Schematic illustration of the cyclical relationships of risk elements.

      The general idea of a threat-based risk assessment was discussed in Chapter 1. The discussion of risk assessment in this chapter will focus on an asset-based risk assessment approach.

      Asset Valuation

      An asset-based or asset-initiated risk analysis starts with inventorying all organizational assets. Once that inventory is complete, a valuation needs to be assigned to each asset. The evaluation or appraisal of each asset helps establish its importance or criticality to the business operations. If an asset has no value, there is no need to provide protection for it. A primary goal of risk analysis is to ensure that only cost-effective safeguards are deployed. It makes no sense to spend $100,000 protecting an asset that is worth only $1,000. Therefore, the value of an asset directly affects and guides the level of safeguards and security deployed to protect it. As a rule, the annual costs of safeguards should not exceed the potential annual cost of asset value loss.

       Purchase cost

       Development cost

       Administrative or management cost

       Maintenance or upkeep cost

       Cost in acquiring asset

       Cost to protect or sustain asset

       Value to owners and users

       Value to competitors

       Intellectual property or equity value

       Market valuation (sustainable price)

       Replacement cost

       Productivity enhancement or degradation

       Operational costs of asset presence and loss

       Liability of asset loss

       Usefulness

       Relationship to research and development

      Assigning or determining the value of assets to an organization can fulfill numerous requirements by

       Serving as the foundation for performing a cost/benefit analysis of asset protection when performing safeguard selection

       Serving as a means for evaluating the cost-effectiveness of safeguards and countermeasures

       Providing values for insurance purposes and establishing an overall net worth or net value for the organization

       Helping senior management understand exactly what is at risk within the organization

       Preventing negligence of due care/due diligence and encouraging compliance with legal requirements, industry regulations, and internal security policies

      If a threat-based or threat-initiated risk analysis is being performed, then after the organization inventories threats and identifies vulnerable assets to those threats, asset valuation takes place.

      Identify Threats and Vulnerabilities

      For an expansive and formal list of threat examples, concepts, and categories, consult National Institute of Standards and Technology (NIST) Special Publication (SP) 800-30r1 Appendix D, “Threat sources,” and Appendix E, “Threat events.” For coverage of threat modeling, see Chapter 1.

      In most cases, a team rather than a single individual should perform risk assessment and analysis. Also, the team members should be from various departments within the organization. It is not usually a requirement that all team members be security professionals or even network/system administrators. The diversity of the team based on the demographics of the organization will help exhaustively identify and address all possible threats and risks.

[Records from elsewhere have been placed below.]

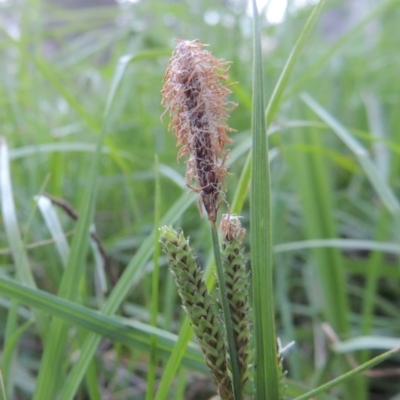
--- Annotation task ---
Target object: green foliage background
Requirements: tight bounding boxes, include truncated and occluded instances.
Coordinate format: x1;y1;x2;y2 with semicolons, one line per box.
0;0;400;400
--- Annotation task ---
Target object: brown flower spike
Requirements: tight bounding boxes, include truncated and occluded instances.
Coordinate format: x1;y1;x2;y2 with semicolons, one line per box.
162;40;235;222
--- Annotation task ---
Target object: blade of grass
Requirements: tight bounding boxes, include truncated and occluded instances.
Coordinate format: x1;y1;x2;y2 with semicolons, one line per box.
60;193;195;400
250;0;283;400
295;348;399;400
0;275;203;371
0;137;48;339
146;156;161;400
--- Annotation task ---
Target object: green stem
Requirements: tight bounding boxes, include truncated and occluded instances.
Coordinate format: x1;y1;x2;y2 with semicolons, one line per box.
211;222;242;400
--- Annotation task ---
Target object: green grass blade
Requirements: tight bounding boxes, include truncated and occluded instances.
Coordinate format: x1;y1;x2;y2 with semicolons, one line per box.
0;370;7;400
250;0;281;400
0;276;203;371
33;99;105;400
0;137;48;339
295;348;399;400
146;156;161;400
60;193;195;400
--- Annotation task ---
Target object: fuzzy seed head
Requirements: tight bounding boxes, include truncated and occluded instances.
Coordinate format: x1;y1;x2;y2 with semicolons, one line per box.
162;40;236;222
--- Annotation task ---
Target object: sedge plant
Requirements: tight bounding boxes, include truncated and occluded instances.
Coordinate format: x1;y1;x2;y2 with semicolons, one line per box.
160;40;279;400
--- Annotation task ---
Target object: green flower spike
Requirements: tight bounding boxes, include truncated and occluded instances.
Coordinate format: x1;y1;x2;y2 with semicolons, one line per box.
220;214;250;387
160;226;233;400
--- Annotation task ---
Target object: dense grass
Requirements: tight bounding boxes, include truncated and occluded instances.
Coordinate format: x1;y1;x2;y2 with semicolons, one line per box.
0;0;400;400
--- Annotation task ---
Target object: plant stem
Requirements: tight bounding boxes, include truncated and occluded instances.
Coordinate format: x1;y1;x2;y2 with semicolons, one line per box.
211;222;242;400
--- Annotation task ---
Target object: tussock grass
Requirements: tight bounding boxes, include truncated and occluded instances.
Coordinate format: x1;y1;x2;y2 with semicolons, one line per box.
0;0;400;400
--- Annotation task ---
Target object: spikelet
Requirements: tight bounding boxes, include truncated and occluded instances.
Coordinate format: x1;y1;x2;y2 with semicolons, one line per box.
220;214;250;387
160;226;233;400
162;40;236;222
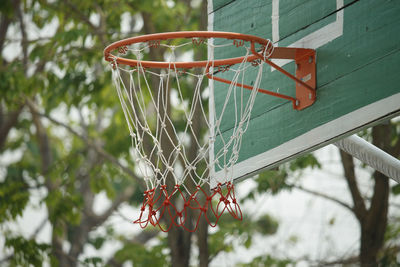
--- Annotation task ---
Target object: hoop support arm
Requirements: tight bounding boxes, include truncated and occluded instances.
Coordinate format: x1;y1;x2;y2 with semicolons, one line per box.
245;42;316;110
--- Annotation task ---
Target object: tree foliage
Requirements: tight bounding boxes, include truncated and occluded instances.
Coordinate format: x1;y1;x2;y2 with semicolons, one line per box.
0;0;400;266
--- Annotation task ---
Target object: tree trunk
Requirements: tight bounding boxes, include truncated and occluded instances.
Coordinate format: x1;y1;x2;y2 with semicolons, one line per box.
340;124;393;267
360;124;391;266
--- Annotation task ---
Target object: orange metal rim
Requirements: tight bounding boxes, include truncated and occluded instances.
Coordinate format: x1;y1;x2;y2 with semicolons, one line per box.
104;31;270;69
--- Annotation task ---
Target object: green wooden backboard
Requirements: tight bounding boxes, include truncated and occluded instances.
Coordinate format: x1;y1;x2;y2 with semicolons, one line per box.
208;0;400;185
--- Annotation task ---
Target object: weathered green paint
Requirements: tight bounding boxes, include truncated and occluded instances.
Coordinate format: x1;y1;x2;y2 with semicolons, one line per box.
213;0;400;174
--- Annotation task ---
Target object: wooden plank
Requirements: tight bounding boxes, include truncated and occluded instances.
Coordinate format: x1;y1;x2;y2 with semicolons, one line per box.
215;1;400;133
214;0;400;173
209;0;235;12
215;47;400;172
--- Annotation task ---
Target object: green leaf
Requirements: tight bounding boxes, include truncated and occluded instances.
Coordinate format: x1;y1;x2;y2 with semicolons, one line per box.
392;184;400;195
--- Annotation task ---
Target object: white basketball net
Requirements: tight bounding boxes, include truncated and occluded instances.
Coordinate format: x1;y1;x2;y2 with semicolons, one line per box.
111;39;270;231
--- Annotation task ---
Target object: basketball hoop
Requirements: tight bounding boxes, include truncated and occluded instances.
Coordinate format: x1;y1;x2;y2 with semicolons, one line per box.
104;31;315;232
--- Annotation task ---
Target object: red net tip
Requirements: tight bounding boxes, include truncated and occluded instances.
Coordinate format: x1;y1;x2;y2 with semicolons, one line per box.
134;183;242;232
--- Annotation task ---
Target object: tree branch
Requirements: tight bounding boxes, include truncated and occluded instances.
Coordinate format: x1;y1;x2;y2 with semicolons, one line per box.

      The Consultant Cavalry

      Risk assessment is a highly involved, detailed, complex, and lengthy process. Often risk analysis cannot be properly handled by existing employees because of the size, scope, or liability of the risk; thus, many organizations bring in risk management consultants to perform this work. This provides a high level of expertise, does not bog down employees, and can be a more reliable measurement of real-world risk. But even risk management consultants do not perform risk assessment and analysis on paper only; they typically employ risk assessment software. This software streamlines the overall task, provides more reliable results, and produces standardized reports that are acceptable to insurance companies, boards of directors, and so on.